Relapse Prevention Strategies

Two steps forward and one step back. Relapse is a natural part of the recovery process. Even after receiving the initial treatment, recovery really starts to happen for people battling diabulimia when you get back in to the real world. The blood sugar monitoring, the stress, having a job and still taking care of your diabetes, dating, etc. are all factors that can trigger anxiety and a potential relapse. Here are some important things to keep in mind when you’re struggling with feeling overwhelmed in your journey towards recovery from diabulimia. 

  1. Nothing is permanent. While embracing recovery from diabulimia, you will have some physical issues: temporary weight gain (bloat), possible edema, electrolyte imbalances, nausea, constipation, dizzy spells, and insomnia. It’s not forever. Everyone goes through this! Think of it like detoxing off of drugs or alcohol. You have to be patient during the first few months of recovery, your body is slowly coming back to life and has a lot of catching up to do. Emotionally you may feel depressed, anxious, angry, etc. All those emotions you were hiding/numbing will come back fast and furious, there is no way to avoid the feelings you have, allow them to be present, allow them to move through you and remember that just like withdrawal from drugs, it passes. It’s not permanent! 
  2. Know your triggers. Make a list of your triggers. There are internal triggers which include things like shame, boredom, anger, fear and anxiety. There are also external triggers including things like scales, family members, financial problems, weather, unexplained high and low blood sugars, etc. There is no way to avoid some of these triggers, but being aware of them may lessen your anxiety and help you accept that things don’t always go as planned, we just have to try to do the best we can. 
  3. Connect with others who have been there. You're not alone! Check out the main resources page for information and online support groups. We also have a message board and a growing community of individuals ready and willing to lend an ear or a voice whenever it might help. 
  4. Make a list of reasons you want to recover from Diabulimia. And after you make your list, put it up in a place where you can read it often! 
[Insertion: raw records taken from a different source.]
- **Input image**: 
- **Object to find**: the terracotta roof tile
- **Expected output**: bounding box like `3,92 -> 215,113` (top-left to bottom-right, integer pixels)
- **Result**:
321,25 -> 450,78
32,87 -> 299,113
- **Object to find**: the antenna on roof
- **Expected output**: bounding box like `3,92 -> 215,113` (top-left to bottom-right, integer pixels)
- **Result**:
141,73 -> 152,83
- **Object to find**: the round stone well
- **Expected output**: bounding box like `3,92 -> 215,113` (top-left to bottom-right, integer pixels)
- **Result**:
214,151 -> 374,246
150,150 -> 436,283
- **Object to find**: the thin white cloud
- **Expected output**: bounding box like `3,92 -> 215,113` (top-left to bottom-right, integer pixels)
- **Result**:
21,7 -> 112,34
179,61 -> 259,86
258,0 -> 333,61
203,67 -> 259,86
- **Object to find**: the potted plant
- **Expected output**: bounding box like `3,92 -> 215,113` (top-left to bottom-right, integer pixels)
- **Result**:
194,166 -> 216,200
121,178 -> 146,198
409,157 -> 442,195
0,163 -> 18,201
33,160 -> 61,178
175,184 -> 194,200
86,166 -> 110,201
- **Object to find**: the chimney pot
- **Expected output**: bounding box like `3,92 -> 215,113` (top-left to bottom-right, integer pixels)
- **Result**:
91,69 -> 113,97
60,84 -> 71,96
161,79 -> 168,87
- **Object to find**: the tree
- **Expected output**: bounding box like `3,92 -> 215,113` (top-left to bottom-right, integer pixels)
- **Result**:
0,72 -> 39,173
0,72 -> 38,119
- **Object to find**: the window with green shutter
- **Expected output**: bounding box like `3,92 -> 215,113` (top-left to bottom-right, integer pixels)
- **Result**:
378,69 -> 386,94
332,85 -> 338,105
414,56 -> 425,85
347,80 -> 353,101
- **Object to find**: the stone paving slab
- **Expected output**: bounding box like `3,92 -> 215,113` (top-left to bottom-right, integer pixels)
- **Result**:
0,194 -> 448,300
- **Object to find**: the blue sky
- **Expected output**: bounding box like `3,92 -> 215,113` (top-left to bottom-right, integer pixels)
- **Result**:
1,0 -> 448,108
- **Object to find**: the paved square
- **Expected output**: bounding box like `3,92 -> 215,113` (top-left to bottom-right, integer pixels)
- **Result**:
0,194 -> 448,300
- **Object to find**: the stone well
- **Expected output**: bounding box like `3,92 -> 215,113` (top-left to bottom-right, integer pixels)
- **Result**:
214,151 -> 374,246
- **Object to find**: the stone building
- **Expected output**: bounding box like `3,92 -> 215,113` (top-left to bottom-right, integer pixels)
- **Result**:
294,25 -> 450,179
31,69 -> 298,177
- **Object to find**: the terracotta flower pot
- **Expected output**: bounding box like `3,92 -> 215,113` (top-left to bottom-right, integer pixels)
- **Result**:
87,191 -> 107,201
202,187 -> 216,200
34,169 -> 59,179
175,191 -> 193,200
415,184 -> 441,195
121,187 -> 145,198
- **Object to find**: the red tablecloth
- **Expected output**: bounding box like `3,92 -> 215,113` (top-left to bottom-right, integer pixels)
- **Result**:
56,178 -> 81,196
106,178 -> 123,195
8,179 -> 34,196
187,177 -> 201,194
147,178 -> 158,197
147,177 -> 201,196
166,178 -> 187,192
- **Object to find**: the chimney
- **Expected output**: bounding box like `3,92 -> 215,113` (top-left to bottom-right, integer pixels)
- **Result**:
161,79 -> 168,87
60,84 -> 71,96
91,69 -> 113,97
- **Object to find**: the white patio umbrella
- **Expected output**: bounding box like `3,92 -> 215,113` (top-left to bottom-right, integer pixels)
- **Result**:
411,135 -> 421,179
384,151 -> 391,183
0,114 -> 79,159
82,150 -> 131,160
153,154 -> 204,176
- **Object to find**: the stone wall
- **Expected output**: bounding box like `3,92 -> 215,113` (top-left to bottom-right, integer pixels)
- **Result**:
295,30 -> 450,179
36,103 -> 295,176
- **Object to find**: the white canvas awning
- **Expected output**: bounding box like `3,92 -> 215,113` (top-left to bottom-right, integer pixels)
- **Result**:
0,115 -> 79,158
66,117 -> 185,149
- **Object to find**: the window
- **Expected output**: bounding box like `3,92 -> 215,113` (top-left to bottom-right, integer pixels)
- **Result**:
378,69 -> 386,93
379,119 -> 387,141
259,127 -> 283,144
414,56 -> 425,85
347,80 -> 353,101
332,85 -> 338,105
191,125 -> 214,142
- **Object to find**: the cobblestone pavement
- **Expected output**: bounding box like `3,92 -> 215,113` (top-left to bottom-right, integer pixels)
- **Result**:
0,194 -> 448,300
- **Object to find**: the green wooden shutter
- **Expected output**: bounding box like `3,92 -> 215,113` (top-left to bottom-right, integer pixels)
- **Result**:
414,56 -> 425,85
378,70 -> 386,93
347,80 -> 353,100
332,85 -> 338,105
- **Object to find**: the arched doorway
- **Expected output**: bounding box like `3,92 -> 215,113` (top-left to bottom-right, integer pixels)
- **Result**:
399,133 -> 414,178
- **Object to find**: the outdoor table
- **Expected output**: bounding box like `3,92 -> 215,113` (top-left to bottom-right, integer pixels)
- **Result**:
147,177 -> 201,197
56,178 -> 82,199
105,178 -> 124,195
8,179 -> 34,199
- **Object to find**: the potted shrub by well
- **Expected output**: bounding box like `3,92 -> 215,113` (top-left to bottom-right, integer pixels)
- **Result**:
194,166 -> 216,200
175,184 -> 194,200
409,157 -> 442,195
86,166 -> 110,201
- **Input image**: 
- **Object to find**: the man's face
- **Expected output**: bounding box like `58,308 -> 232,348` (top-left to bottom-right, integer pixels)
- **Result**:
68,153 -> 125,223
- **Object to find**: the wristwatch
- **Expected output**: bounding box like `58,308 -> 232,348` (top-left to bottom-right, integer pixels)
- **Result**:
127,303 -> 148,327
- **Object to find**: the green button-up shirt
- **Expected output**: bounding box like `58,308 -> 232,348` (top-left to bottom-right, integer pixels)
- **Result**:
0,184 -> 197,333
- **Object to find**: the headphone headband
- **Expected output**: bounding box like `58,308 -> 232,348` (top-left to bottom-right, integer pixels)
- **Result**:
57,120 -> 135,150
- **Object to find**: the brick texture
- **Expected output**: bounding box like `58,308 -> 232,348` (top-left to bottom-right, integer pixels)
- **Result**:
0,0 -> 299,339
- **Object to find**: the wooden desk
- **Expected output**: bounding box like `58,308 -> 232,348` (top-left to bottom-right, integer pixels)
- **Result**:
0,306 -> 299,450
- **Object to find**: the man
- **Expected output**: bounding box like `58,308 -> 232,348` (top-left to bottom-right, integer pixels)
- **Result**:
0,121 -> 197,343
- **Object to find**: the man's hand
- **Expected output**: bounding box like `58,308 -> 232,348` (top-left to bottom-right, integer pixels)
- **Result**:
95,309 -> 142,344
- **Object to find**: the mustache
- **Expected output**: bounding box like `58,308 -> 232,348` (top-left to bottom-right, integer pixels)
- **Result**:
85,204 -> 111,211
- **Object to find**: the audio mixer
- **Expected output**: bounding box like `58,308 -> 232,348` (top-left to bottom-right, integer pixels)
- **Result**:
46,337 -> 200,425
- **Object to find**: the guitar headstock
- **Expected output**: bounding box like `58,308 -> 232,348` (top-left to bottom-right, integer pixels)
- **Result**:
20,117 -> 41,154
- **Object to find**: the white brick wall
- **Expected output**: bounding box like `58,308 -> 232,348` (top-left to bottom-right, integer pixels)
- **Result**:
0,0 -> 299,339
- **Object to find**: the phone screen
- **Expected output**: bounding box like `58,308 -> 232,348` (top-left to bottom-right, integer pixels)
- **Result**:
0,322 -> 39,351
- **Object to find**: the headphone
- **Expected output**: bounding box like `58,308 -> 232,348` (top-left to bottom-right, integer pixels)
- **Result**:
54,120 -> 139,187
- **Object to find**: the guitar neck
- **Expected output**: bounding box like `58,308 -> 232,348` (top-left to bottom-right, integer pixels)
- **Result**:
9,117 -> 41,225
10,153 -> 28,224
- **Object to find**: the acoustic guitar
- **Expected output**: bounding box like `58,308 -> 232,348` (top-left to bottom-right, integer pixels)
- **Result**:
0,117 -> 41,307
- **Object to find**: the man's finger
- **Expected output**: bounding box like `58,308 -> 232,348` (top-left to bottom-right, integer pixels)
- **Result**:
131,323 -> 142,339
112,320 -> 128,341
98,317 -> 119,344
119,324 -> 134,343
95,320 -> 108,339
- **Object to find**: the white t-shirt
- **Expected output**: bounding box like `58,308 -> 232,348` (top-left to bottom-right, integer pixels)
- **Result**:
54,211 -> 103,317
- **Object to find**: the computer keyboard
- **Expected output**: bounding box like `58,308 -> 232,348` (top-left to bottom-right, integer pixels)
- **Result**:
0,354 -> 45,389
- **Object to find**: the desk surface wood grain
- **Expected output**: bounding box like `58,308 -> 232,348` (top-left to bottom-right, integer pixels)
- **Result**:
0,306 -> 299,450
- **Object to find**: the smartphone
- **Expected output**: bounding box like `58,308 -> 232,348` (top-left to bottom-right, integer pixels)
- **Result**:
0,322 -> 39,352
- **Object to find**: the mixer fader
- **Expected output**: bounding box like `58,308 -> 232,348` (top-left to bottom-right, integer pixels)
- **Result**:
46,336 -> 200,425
  5. Recognize when you need to slow down. Living with type 1 diabetes is challenging enough, but living with type 1 diabetes and an eating disorder is twice as challenging! It’s hard to accept sometimes that your body doesn't run the way a “normal” person’s does. A bad low or high in the morning can make you feel sluggish or anxious for the rest of the day and it’s okay to allow yourself to move a little slower at work, or get the errands done a little later once you’re feeling better. This may seem obvious, but by recognizing depression, anxiety, or physical strain and accepting that you can’t feel 100% all the time, every day, you can take preventative steps before a relapse occurs in your diabetes regimen. 
  6. Keep a journal. If you put your thoughts out on paper, you will begin to notice patterns. If it’s on paper, you can’t deny it. Recovering from diabulimia will bring up feelings of joy, fear, hope and many other strong emotions. Writing them down helps you release those sometimes very overwhelming feelings. 
  7. Attend regular therapy appointments and keep in regular contact with your sponsor. We need help and that is one of the hardest things to accept and ask for. No matter how difficult it may be to share what you’ve been going through, you should consider getting a therapist. If you can’t afford therapy, go to a 12-step group and get a sponsor. This is so extremely important if you’re in relapse mode or even just in recovery. 
  8. Develop healthy coping skills. Make a list of ten things that are healthy coping skills. These can be things like a hot bath, knitting, writing, drawing, crochet, taking a walk, an afternoon nap, etc. Here’s the important point: use them when you’re struggling! 
  9. Practice acceptance. Life is hardly perfect. We are hardly perfect. Yet we tend to expect it to be, and when something goes wrong, we crash and burn. It’s not our fault, but we assume it is. We assume that we must either punish ourselves or numb the pain somehow. Punishing ourselves and numbing the pain will not make a situation go away. All you are doing is avoiding the truth.